Et le décompte des corps de ceux qui restent
non-identifiables,
inconnus, parfois même de genre inconnu,
corps
brûlés jusqu’aux cendres ou éparpillés,
famille inconnue, religion inconnue,
enfants et parents inconnus.
Demain : un autre décompte, un autre cadavre emporté.
Samedi 30 août 2008 :
Compte-rendu du dernier « incident » :
« Cinq morts ; deux corps retrouvés à Bagdad ;
homme armé tue policier : corps retrouvé ;
Ninive, Mossoul, corps garde du corps retrouvé
suite à enlèvement… »
En Amérique du Nord, pas de housses mortuaires, pas de cadavres,
sauf ceux qu’on pleure et qu’on enterre en secret, ceux qu’on enterre
dans les hôpitaux pourris, puant la mort, des anciens combattants.
Le voilà, le commerce de la mort, les vagues invisibles de la mort
déferlant sur nos rivages,
les anciens combattants sans domicile fixe, dont les corps hébergent
des poux et d’étranges bactéries, la paranoïa, le stress post-traumatique,
la bestialité du commerce.
Et en Colombie, la capitale mortelle de la « guerre des drogues »,
six décennies de massacres.
Encore des corps qu’on retrouve, encore des corps
qui disparaissent,
encore des otages, encore la torture.
Encore le commerce américain des armes et de la mort.
Tous les décomptes des corps sont faux.
Aujourd’hui, au Vietnam, des millions de gens meurent
de cancers hérités d’une guerre
qui prit fin il y a trente ans,
empoisonnés, les bassins versants, empoisonné, le patrimoine génétique,
comme nous empoisonnons la terre même,
ce corps unique
si vaste qu’il défie l’entendement.
Nous sommes le Darfour. Nous sommes Medellín.

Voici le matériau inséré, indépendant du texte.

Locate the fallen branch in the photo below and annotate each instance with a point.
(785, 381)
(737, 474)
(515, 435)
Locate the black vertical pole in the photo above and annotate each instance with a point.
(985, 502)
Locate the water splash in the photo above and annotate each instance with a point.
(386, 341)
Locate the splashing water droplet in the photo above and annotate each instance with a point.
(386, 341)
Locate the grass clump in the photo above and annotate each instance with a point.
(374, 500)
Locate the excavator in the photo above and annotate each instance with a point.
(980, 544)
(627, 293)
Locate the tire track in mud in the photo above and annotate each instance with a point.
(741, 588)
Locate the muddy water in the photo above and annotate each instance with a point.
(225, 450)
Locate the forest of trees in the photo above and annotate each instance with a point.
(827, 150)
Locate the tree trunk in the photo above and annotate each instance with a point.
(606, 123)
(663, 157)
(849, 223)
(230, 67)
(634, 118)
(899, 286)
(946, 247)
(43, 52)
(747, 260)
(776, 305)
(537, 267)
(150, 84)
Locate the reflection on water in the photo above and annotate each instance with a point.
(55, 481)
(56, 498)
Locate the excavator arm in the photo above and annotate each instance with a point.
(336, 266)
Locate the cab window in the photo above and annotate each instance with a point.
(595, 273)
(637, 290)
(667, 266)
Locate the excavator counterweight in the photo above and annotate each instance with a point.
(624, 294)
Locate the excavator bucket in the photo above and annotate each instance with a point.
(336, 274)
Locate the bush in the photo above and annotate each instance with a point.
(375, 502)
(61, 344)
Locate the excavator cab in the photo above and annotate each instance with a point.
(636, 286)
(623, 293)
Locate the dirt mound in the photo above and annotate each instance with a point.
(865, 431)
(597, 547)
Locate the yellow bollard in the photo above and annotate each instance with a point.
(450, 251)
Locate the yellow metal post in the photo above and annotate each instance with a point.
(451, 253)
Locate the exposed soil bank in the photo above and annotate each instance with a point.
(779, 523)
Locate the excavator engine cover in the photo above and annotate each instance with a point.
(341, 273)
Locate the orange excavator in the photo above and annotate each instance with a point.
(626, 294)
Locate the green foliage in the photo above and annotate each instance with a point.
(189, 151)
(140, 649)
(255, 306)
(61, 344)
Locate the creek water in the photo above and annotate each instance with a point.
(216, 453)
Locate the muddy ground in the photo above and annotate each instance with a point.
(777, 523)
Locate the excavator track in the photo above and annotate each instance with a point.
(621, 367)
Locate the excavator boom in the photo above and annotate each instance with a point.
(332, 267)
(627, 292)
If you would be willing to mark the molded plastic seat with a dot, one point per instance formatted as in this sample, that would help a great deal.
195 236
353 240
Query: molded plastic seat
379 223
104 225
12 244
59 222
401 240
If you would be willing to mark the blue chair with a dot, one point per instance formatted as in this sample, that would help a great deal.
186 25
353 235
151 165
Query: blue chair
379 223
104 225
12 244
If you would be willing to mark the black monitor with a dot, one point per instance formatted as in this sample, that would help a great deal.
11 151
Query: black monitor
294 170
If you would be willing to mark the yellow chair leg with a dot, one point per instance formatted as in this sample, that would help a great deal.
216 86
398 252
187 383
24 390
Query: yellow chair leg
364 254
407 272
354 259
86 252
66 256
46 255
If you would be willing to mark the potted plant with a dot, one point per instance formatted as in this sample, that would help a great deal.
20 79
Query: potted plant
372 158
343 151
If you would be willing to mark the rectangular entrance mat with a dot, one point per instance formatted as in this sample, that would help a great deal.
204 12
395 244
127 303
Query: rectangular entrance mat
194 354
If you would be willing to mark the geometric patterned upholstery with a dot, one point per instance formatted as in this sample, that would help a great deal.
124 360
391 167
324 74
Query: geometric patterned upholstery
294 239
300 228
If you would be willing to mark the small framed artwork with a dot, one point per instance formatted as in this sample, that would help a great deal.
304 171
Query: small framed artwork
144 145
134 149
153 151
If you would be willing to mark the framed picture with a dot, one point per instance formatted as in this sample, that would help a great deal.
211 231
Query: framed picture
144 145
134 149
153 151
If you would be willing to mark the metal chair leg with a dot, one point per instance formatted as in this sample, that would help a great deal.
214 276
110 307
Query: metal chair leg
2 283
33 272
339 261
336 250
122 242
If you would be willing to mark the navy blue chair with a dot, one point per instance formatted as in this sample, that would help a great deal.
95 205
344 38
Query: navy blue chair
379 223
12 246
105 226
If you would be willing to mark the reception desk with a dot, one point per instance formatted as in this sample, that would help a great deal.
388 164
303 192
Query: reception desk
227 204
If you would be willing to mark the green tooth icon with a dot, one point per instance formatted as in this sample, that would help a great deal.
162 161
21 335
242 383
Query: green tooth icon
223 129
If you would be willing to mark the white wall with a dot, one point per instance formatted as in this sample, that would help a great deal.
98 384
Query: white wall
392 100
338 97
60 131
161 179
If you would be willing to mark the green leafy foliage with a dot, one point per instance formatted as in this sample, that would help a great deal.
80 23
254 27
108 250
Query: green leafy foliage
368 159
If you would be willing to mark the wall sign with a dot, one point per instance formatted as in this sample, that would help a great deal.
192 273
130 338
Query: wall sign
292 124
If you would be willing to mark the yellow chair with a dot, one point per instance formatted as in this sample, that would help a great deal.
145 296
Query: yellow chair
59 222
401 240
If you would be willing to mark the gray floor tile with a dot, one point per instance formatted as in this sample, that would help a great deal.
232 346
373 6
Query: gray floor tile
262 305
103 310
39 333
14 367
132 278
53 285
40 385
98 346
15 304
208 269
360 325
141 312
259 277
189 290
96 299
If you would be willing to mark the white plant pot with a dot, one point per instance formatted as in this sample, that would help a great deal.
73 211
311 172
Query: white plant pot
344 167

Nous sommes, à Bagdad, la rue Moutanabbi,
autrefois le paradis des bouquinistes, berceau
de notre civilisation où des corps ont
éclaboussé des bâtisses écroulées…
Nous sommes l’enfant palestinien
qui, son corps bardé d’explosifs
entre sur la place du marché.
Nous sommes son maître, son frère aîné, sa mère
déchiquetés par les bombes israéliennes.
L’ « autre » n’existe pas.
Un souffle, un corps,
nous ne connaîtrons rien d’autre.
Nous ne pouvons échapper ni à notre corps, ni à la connaissance
de la souffrance et de la gloire de notre corps
même lorsque l’esprit du cœur se rebelle, se referme, se replie
en pleurs ou cherche à se cacher. Nous sommes le corps
de notre allié et de notre ennemi, nous
sommes le corps politique et cet hymne profane,
notre chant universel.
Louanges au corps dans toute sa gloire
à ce corps que certains disent fait
à l’image même de Dieu.
Voici le corps de la connaissance
que nous devons porter dans l’existence, jusqu’au Paradis ou jusqu’au Nirvana,
à travers le Samsara,
jusqu’au tombeau – marqué ou non –
jusqu’aux cendres emportées par le vent.